Member of the National Council
- In office 1908–1911

Member of the Council of State of Geneva
- In office 1906–1912

Personal details
- Born: 13 June 1862 Thônex, Switzerland
- Died: 14 November 1930 (aged 68) Soral, Switzerland
- Party: Radical

= Jules François Perréard =

Swiss politician (1862–1930)

Jules François Perréard (13 June 1862 – 14 November 1930) was a Swiss Radical politician and cigar manufacturer from Chêne-Bourg, in the canton of Geneva.

== Biography ==

Perréard was the son of François, a member of the cantonal government, and of Joséphine Côte. He married Jeanne Rojoux, daughter of Charles, a merchant. After obtaining his Matura at the college of Geneva, he served an apprenticeship in the tobacco industry at Bremen. On his return, he succeeded his father as director of a cigar factory at Chêne-Bourg.

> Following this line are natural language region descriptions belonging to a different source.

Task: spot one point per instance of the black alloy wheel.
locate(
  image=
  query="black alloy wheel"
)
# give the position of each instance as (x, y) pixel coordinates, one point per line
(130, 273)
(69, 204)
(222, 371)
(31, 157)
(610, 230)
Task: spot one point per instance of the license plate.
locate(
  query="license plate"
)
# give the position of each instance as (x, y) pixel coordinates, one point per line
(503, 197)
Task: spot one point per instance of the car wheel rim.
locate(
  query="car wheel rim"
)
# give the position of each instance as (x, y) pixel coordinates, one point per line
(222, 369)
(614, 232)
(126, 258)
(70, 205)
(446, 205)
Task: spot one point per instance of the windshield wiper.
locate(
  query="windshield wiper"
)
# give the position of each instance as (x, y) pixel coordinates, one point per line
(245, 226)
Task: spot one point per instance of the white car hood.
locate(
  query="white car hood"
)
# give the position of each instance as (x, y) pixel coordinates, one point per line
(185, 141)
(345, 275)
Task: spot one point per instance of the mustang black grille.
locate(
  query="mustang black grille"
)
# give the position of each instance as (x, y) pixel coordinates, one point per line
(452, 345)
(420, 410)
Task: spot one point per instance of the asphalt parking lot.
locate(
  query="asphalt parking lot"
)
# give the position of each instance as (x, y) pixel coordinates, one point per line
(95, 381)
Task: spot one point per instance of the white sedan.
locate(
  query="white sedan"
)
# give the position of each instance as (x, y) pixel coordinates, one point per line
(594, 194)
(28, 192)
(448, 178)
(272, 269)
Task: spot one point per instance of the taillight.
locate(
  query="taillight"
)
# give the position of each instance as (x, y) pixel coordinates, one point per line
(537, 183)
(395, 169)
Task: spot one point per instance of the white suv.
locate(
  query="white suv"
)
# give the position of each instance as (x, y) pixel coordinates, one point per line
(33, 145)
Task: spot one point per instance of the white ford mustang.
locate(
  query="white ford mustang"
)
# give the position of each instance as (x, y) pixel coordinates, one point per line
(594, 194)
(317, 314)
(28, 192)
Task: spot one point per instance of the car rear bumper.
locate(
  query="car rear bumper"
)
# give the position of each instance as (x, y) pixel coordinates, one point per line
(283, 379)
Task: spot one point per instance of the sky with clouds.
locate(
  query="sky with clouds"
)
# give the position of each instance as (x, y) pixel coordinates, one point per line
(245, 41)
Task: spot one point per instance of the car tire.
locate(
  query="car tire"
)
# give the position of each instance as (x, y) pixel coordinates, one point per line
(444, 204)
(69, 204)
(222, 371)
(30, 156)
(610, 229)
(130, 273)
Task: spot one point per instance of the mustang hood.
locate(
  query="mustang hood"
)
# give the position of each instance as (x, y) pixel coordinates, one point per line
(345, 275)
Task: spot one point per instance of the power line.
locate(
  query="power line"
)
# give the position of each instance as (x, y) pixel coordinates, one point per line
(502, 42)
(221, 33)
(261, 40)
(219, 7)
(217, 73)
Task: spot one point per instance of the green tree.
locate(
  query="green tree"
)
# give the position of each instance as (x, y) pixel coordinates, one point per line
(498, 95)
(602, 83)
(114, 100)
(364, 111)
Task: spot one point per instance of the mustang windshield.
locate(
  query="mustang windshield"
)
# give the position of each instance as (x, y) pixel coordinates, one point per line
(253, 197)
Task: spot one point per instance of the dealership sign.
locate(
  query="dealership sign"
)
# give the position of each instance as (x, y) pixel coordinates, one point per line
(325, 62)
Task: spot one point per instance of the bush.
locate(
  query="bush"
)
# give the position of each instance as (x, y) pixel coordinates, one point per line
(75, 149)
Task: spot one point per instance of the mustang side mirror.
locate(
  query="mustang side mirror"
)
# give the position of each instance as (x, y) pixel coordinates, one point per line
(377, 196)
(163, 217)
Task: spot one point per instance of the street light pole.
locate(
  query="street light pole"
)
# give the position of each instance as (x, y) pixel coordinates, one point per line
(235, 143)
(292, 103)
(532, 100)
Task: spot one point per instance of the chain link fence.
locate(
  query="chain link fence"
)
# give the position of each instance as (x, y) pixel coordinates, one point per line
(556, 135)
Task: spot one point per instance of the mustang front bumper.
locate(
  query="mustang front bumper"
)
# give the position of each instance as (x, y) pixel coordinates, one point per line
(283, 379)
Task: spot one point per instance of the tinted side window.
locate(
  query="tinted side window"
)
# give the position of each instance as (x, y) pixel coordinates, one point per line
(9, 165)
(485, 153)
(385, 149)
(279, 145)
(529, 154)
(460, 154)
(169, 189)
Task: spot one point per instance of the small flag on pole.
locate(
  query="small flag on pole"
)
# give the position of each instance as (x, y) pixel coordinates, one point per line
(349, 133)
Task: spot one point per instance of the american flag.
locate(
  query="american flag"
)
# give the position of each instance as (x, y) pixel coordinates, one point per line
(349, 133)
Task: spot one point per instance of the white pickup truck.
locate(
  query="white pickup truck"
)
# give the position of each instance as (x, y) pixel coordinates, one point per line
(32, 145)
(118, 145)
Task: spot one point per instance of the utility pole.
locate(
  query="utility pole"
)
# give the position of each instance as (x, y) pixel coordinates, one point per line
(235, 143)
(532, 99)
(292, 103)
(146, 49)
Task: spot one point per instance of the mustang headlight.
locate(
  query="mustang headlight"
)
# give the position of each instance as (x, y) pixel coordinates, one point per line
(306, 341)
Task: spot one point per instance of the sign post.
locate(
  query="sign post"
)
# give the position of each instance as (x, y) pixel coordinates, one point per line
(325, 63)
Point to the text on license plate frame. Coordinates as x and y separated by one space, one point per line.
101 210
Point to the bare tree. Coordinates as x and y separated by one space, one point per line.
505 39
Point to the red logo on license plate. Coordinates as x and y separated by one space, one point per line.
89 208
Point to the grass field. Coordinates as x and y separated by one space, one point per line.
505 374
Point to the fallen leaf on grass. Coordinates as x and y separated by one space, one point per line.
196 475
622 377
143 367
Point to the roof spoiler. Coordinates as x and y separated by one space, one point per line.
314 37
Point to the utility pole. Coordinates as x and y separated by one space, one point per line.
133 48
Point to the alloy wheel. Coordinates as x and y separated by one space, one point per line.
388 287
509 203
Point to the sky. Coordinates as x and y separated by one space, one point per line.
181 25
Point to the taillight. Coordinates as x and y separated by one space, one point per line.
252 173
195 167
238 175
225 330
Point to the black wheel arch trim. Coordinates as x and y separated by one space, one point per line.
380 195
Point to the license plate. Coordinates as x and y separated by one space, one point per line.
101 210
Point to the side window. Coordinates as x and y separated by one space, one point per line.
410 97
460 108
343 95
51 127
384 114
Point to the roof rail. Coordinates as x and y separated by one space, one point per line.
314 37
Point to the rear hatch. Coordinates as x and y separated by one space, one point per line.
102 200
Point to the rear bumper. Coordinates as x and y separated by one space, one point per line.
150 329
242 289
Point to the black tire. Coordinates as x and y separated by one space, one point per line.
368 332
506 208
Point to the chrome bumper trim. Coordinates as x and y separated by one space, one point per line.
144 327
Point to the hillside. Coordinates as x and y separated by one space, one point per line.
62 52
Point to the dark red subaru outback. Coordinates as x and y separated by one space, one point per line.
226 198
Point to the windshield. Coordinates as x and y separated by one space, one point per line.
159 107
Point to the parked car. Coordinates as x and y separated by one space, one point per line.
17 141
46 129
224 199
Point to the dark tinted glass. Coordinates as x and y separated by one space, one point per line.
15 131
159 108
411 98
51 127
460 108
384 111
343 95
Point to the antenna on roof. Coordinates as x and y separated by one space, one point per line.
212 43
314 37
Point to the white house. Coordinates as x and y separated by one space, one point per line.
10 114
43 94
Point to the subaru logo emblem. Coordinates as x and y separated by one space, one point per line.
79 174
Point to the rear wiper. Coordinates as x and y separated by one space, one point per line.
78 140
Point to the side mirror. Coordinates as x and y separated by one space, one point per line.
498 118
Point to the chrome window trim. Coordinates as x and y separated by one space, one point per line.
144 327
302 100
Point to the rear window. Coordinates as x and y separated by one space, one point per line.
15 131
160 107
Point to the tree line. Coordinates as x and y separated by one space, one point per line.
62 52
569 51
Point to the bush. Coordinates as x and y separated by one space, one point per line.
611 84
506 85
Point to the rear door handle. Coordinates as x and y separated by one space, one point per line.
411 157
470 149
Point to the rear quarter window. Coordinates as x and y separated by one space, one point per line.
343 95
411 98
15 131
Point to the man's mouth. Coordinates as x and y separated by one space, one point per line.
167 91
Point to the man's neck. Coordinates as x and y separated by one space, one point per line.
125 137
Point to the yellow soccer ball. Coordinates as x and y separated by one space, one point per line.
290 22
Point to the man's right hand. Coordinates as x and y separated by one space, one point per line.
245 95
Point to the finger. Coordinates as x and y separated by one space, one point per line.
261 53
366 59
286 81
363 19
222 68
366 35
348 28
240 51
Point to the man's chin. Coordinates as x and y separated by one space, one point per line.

Perréard was mayor of Anières (1898–1902) and of Chêne-Bourg (1902–1906). A Radical deputy in the Grand Council of Geneva (1905–1913), he was a member of the cantonal executive (1906–1912, in charge of commerce and industry, public education, and the interior and military affairs, and president in 1911), and sat in the National Council (1908–1911). He became the representative in Switzerland of the French tobacco monopoly (1912) and, in collaboration with the Swiss customs authorities, designed the taxation of tobacco (1921). He was a great promoter of the separation of church and state.